Subtropical Storm Andrea has now been downgraded to a depression, according to the National Hurricane Center.
The system still sits about 280 miles southwest of Bermuda at 11 a.m. Tuesday with winds up to 35 mph. It’s expected to dissipate by Tuesday night.
On Monday, Andrea's weak organization was just enough for the Hurricane Center to classify it as a subtropical storm and the first named storm of the season, 12 days before the accepted June 1 start of hurricane season.
Forecasters on Tuesday said Andrea poses no threat to Florida. As it remains southwest of Bermuda, most of the rain is concentrated to the southeastern quadrant of the cyclone. It's also a poorly organized system, the Hurricane Center said. Andrea is expected to turn northeast Tuesday afternoon, with a harder eastern turn into the evening.

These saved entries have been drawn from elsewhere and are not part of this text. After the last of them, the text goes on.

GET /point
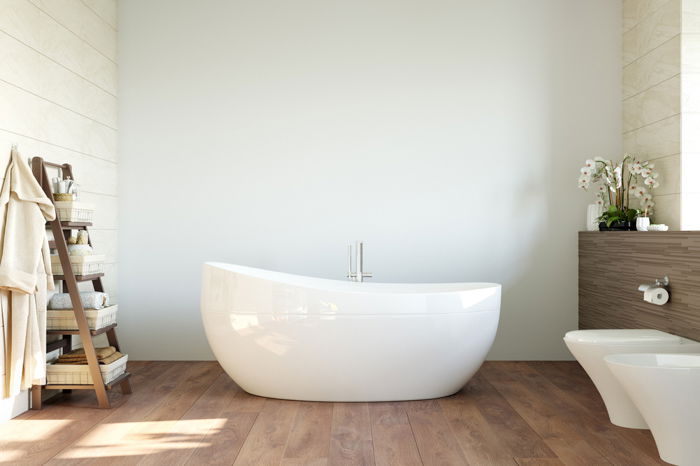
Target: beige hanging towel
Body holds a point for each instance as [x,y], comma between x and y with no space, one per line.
[25,276]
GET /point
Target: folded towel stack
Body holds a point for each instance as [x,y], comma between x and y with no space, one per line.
[104,356]
[90,300]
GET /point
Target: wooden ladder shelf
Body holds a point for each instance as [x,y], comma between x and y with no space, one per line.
[61,232]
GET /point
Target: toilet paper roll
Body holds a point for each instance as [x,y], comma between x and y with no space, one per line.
[657,296]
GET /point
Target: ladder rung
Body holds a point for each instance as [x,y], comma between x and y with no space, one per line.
[108,386]
[73,225]
[58,344]
[99,331]
[81,278]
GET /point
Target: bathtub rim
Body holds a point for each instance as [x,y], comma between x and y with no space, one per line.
[352,287]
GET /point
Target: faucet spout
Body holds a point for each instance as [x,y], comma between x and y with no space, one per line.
[359,274]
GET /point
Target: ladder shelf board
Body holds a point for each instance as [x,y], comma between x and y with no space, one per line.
[59,229]
[82,278]
[58,344]
[108,385]
[98,331]
[73,225]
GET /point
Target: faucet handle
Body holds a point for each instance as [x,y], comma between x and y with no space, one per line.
[350,274]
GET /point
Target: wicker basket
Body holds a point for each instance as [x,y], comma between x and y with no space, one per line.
[82,265]
[72,211]
[79,374]
[97,318]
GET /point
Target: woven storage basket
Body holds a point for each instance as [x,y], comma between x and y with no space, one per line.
[72,211]
[97,318]
[82,265]
[78,374]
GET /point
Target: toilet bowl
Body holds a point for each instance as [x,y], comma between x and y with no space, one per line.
[665,389]
[589,347]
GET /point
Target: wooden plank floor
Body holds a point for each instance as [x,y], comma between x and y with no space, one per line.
[510,413]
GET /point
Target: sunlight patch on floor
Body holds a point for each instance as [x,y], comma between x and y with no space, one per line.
[15,433]
[141,438]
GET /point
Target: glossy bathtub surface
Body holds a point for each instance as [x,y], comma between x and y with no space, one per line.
[287,336]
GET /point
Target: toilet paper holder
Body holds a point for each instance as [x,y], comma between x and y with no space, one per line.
[656,293]
[660,282]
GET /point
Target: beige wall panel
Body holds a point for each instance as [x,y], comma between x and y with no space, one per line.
[652,31]
[656,140]
[669,169]
[653,68]
[652,105]
[79,19]
[27,23]
[28,69]
[32,116]
[106,10]
[634,11]
[668,210]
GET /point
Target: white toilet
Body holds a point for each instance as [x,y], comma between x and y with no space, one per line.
[666,389]
[589,347]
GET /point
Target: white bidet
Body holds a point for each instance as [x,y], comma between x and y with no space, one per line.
[589,347]
[665,388]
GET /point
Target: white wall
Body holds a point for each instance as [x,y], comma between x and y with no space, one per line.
[446,134]
[58,84]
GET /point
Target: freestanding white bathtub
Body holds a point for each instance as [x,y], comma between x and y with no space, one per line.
[301,338]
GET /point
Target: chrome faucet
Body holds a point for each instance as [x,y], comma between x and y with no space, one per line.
[358,275]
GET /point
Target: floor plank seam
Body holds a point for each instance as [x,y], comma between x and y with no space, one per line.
[413,433]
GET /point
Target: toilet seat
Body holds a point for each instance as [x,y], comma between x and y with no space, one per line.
[621,336]
[589,347]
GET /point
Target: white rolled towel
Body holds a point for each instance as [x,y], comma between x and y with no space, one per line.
[90,300]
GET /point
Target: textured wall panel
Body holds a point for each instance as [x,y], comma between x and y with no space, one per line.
[613,264]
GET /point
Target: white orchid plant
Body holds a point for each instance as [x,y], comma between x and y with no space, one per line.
[618,184]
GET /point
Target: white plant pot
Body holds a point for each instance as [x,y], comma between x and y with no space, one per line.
[594,211]
[643,223]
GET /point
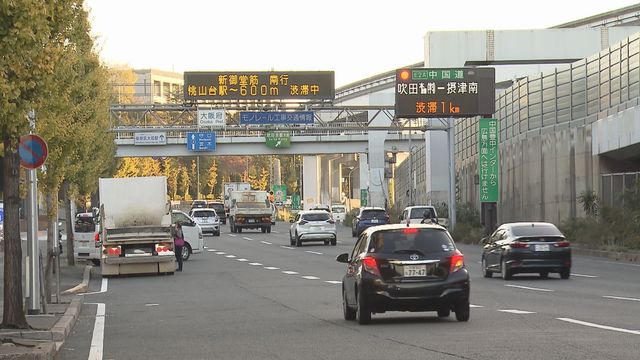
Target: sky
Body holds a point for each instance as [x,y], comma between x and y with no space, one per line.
[356,39]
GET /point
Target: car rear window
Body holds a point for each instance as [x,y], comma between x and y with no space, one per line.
[316,217]
[373,214]
[536,230]
[204,213]
[419,213]
[426,241]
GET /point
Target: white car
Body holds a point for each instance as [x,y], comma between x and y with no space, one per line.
[313,225]
[416,214]
[193,238]
[208,220]
[339,212]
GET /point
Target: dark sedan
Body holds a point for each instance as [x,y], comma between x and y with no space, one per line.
[404,268]
[535,247]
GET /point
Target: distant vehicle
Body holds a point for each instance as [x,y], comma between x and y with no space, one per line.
[420,214]
[526,247]
[198,204]
[207,219]
[339,212]
[193,236]
[220,211]
[367,217]
[86,229]
[313,225]
[404,268]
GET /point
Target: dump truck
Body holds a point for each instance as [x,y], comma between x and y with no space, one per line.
[249,209]
[135,226]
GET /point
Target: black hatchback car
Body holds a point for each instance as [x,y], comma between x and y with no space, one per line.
[534,247]
[404,268]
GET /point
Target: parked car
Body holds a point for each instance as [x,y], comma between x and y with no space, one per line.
[193,237]
[207,219]
[368,216]
[526,247]
[218,206]
[339,212]
[313,225]
[402,267]
[418,214]
[198,204]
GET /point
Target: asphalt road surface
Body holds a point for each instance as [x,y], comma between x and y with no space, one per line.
[252,296]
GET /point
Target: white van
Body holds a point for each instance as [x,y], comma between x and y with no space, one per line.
[339,212]
[86,228]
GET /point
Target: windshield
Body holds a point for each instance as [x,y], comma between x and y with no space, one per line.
[423,240]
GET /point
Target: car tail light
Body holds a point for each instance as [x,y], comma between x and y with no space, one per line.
[371,265]
[112,250]
[457,261]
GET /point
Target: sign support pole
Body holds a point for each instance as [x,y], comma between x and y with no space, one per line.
[451,132]
[33,249]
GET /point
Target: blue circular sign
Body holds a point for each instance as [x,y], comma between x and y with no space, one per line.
[33,151]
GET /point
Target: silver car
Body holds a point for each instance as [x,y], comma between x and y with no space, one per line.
[313,225]
[207,219]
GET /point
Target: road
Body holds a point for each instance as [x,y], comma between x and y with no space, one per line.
[252,296]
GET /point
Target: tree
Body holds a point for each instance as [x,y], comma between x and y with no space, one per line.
[33,35]
[589,201]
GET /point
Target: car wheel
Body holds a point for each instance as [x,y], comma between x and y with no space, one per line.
[444,312]
[186,252]
[462,310]
[506,272]
[485,271]
[349,313]
[363,313]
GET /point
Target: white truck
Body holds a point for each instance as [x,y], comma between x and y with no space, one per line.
[249,209]
[228,188]
[135,226]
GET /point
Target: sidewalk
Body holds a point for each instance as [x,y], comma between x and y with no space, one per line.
[48,331]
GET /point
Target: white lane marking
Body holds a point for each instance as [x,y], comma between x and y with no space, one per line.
[103,288]
[604,327]
[520,312]
[620,298]
[529,288]
[583,275]
[97,339]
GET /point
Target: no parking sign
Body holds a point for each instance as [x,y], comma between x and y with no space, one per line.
[33,151]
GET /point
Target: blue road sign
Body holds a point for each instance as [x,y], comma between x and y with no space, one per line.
[201,141]
[275,117]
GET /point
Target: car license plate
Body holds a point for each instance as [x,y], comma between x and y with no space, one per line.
[542,247]
[415,270]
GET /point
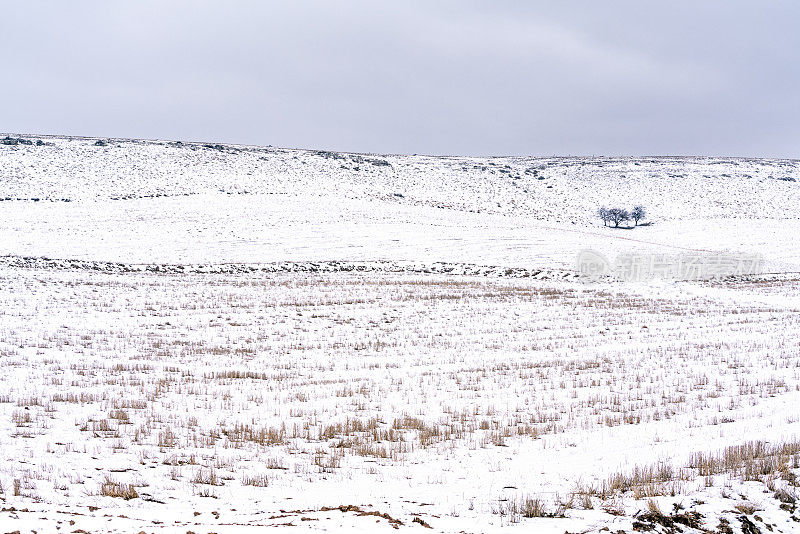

Hurricane season started early in 2018 as well, but not as early as this year. Subtropical Storm Alberto formed on May 25 last year, also ahead of hurricane season's start.
Andrea is one of the 13 named storms predicted in 2019, according to researchers with the Colorado State University Department of Atmospheric Science. This year's Atlantic hurricane season is expected to be slightly below average with an anticipated 13 named storms, five hurricanes and two major hurricanes. However, Colorado State researchers warned it only takes one storm to matter, as Hurricane Michael proved when it hit the panhandle as a Category 5 hurricane last year.
“As is the case with all hurricane seasons, coastal residents are reminded that it only takes one hurricane making landfall to make it an active season for them,” researchers wrote in an annual April paper offering the first look at hurricane season.
Hurricane season runs from June 1 through Nov. 30.
Colorado State will issue an update report in early June.